The real estate market in Dubai has begun to enter its most sustainable period of growth yet, according to property mogul Hussain Sajwani.

Dubai’s real estate market has been experiencing a post-pandemic surge, with prices across the city rising rapidly over the past year. In some luxury areas, such as the Palm Jumeriah, prices more than doubled over the course of the year.

The reason behind this rise is chiefly due to a change in the demographics of those coming to live in Dubai, Sajwani explained.

Throughout the pandemic, the emirate saw a population increase as people around the world moved to the city to work, as the government’s successful approach to handling the pandemic won the country plaudits from the business community.

Now, the people who moved to Dubai, along with their families, throughout the pandemic have decided to stay and purchase a property.

“They came to Dubai for six to nine months, and that was a major change. The majority of those families they loved Dubai. Now you see top billionaires from Europe moving to Dubai, buying homes, and moving their wives, and their kids into school in Dubai. This is a major change because beforehand Dubai was only a second home, not a primary,” Sajwani told Arabian Business in an exclusive interview.

Three distinct phases

For Sajwani, the Dubai property market has gone through three distinct phases since the emirate’s ruler, Sheikh Mohammed, loosened rules for expats to purchase freehold property in 2001.

From 2001 to 2008, a period Sajwani refers to as ‘Phase 1’, the market was in its infancy, “with a lot of speculators, and overexcited investors.”

In 2008, the global financial crisis arrived at Dubai’s shores, instigating a tremendous collapse. Sajwani, who heads up property giant DAMAC, notes that at the time “no one thought it was going to be that bad.”

Of the 200 private developers that had been working in the real estate sector at the time, there was only one survivor still standing when the crisis came to an end – DAMAC.

“In the private sector there was only one survivor. Nobody else made it, everybody else either ran away, shut down, or left. We survived alone,” Sajwani recalls.

Within a few years though, Dubai’s real estate market was back on track, with developers returning and prices rising.

“Dubai has an amazing leader, and luckily we were out of the crisis within just three years. At the end of 2011 and early 2012, the market was booming,” Sajwani said.

This period until the start of the pandemic in 2020 is Sajwani’s ‘Phase 2.’ Throughout those years, the market matured, with improved regulation. While some speculators and investors did return to the market – albeit to a lesser extent – most buyers were end users coming to live in Dubai. Typically, these buyers were from the Middle East, Asia, India, and Pakistan, Sajwani said.

“My analysis post-Covid is a number of things have helped. Number one being the way government managed the crisis was amazing,” Sajwani said.
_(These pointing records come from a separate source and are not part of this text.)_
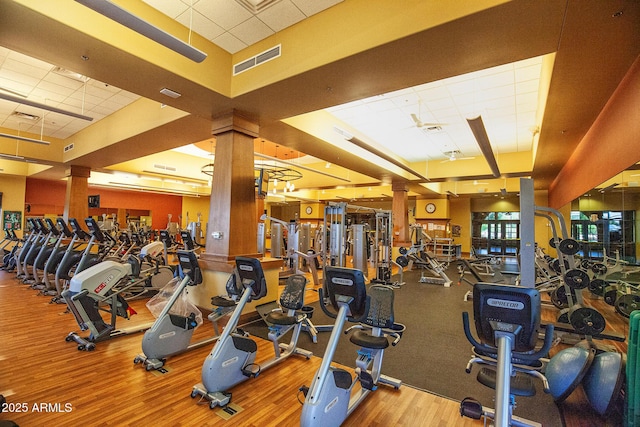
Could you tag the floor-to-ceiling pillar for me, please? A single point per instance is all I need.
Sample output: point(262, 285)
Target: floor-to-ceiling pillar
point(232, 211)
point(400, 214)
point(76, 203)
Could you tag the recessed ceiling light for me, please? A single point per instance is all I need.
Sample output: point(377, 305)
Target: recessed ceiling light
point(170, 93)
point(26, 116)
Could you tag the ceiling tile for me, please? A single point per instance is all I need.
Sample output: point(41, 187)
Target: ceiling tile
point(171, 8)
point(229, 42)
point(226, 13)
point(251, 31)
point(281, 15)
point(201, 24)
point(311, 7)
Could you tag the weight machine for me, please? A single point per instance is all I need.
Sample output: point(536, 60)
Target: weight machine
point(418, 255)
point(343, 239)
point(295, 259)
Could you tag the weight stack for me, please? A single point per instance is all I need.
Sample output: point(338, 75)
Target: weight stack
point(632, 396)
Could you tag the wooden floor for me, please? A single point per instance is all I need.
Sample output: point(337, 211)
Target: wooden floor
point(48, 382)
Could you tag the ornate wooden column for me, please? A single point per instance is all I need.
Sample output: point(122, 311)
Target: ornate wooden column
point(400, 213)
point(76, 203)
point(232, 210)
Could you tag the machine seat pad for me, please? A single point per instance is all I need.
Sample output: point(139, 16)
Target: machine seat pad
point(135, 266)
point(280, 318)
point(222, 302)
point(366, 340)
point(521, 384)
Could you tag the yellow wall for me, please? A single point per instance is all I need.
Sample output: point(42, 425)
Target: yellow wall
point(460, 209)
point(317, 211)
point(441, 212)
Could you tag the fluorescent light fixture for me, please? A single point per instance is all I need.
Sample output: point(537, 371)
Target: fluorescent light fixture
point(170, 93)
point(608, 187)
point(25, 101)
point(480, 133)
point(285, 162)
point(23, 138)
point(11, 157)
point(352, 139)
point(13, 92)
point(140, 26)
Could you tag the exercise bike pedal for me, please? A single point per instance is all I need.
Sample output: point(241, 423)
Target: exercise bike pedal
point(252, 370)
point(366, 381)
point(471, 408)
point(304, 389)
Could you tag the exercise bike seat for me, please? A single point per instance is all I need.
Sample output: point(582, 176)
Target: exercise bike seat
point(233, 292)
point(380, 315)
point(291, 299)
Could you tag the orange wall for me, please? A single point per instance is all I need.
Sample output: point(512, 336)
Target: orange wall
point(47, 197)
point(610, 146)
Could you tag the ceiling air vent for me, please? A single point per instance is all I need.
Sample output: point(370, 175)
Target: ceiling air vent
point(254, 61)
point(164, 167)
While other parts of the world, especially Europe, grappled with difficult, lengthy shutdowns, Dubai went through a strict, short lockdown period before opening up. The procedures the authorities in the emirate, and the UAE at large, caused the economy to bounce back a lot faster than elsewhere in the world.

The real estate sector now has more end-users looking to buy homes to live than ever before, with a whole range across the property market.

“Now, this time buyers are flooding in from Europe: Germany, France, UK, Romania, Russia. From all kinds of countries an amazing number of people are moving to Dubai,” according to Sajwani.

Dubai real estate prices could rise further

These new buyers represent a broad swathe of different purchasing levels, from the “very very wealthy, to the very entrepreneurial, to owners of large businesses, along with a lot of technology companies and startups that are making Dubai their new home.”

Prices for luxury property in Dubai, which many of these buyers might be pursuing, have more than doubled in response to this demand increase. Sajwani believes, “it’s possible prices could go even higher because the land is very scarce in that category and there’s a lot of demand.”

“In the middle level, prices haven’t gone up yet much, so still there is room for price growth. Demand is crazy at the moment, especially for top luxury and second tier luxury,” he said.